About Me

London, London, United Kingdom
Musa Okwonga is an acclaimed poet, football writer, musician and promoter. A scholarship student at Eton College, he won the WH Smith Young Writers Competition, the leading national creative writing contest, at the age of 16; he went on to study law at St.John's College, Oxford, before qualifying as a solicitor at one of the City’s top firms, Lovells, before leaving to pursue a career as a performance poet and author. A front man of fast-rising band Benin City (Outkast meets James Brown), he has performed live on BBC Radios One and Three, and has recited his poetry at the EU Energy Summit before all of Europe's environment and energy ministers. He is also a co-promoter of PoeJazzi, a night of poetry and music which has been named TimeOut Critic's Choice No.1 (February 2007) and which received five-star reviews at the Edinburgh Fringe in 2007 and 2008. In 2008 his first football book, A Cultured Left Foot, was nominated for the William Hill Sports Book of the Year Award; his second book, Will You Manage?, will be published by Serpent's Tail in 2010.

Wednesday, 21 April 2010

Drilling for Poetry

Writing poetry is both the easiest and the hardest thing I can imagine. Or maybe that should say "finding poetry". Yes, I have that familiar belief that producing poetry is like drilling for oil. Dip a pen deep enough into your soul, and you're sure to draw out the purest form of self-expression.

Some poems flow out so easily, it's as if they've been conjured from a Saudi oilfield. There, in those places that supply a quarter of the world's petroleum, the crude sits so close to the surface that the merest incursion sees it surging towards the sunlight. That's how poetry feels on the easiest of days; the joy or rage is so keen to emerge that all you have to do is press a pen against your feelings.

On the hardest of days, writing poetry is as tough as scouring Alberta's tar sands; you know there's oil there, but it's damned if it'll come cheaply. Poems like this announce themselves not line by line, but word by word, a fragment or so with every passing week or month.

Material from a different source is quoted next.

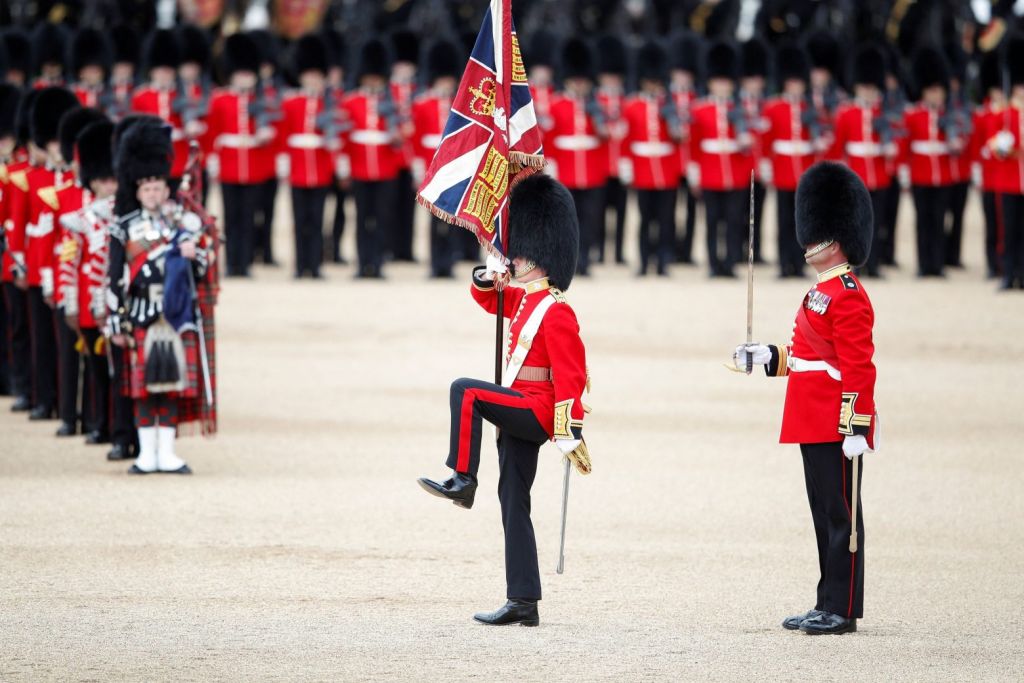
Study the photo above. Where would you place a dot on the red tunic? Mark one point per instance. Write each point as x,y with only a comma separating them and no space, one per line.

What's more, the speed at which a poem leaves you is no indication of its quality. Some of the best pieces I have produced were years in the extraction; some of the best also took mere hours, minutes.

Some poems, like the sludge you can dredge from the Earth, were hard to behold once I brought them out. I have written more than any other theme on the feeling of jealousy, which to me is the ugliest of all human emotions and therefore the one that I, as a poet, should address in my work at all costs. And each time I have published a piece on this topic, I am suddenly afraid that I will vanish from someone's address book, as they recoil from a friend who could harbour such bile. (But, worringyly or not, that's never happened.)

There are some days and places where drilling for poetry is more fruitful than others. Like now. Right now I'm on the top floor of the 26 bus, heading into Hackney, with a warm, slow day behind me. There's a pint or two of ale ahead of me if I want it, but more likely there's an evening of work on the last pages of my football manuscript. There's a tune by drum-and-bass outfit Atlantic Connection in my ears, mirroring my default mood, which is melancholic. Yes: there's a self-indulgence in gentle misery, which I think might be the greatest luxury in the world.

So this is the mood that I find best for poetry, when the sands that yield creativity are most pliant. The shuffle and rustle of drum and bass, and that awful hollowness in the lowest part of my gut, as my eyes look further into my head for images I haven't yet seen.

It's not the most beautiful process, but long ago I found it hard or arrogant to define what beauty even was. What I can say is that, for me, beauty is this: to express feeling in as raw and powerful a form in that which you feel it. In which case, I have achieved beauty only rarely; but all the same I can't wait until the next time that I drill.

1 comment:

  1. There are no words which can explain the power of what you write here, but there is a feeling, and it is washing over and through me.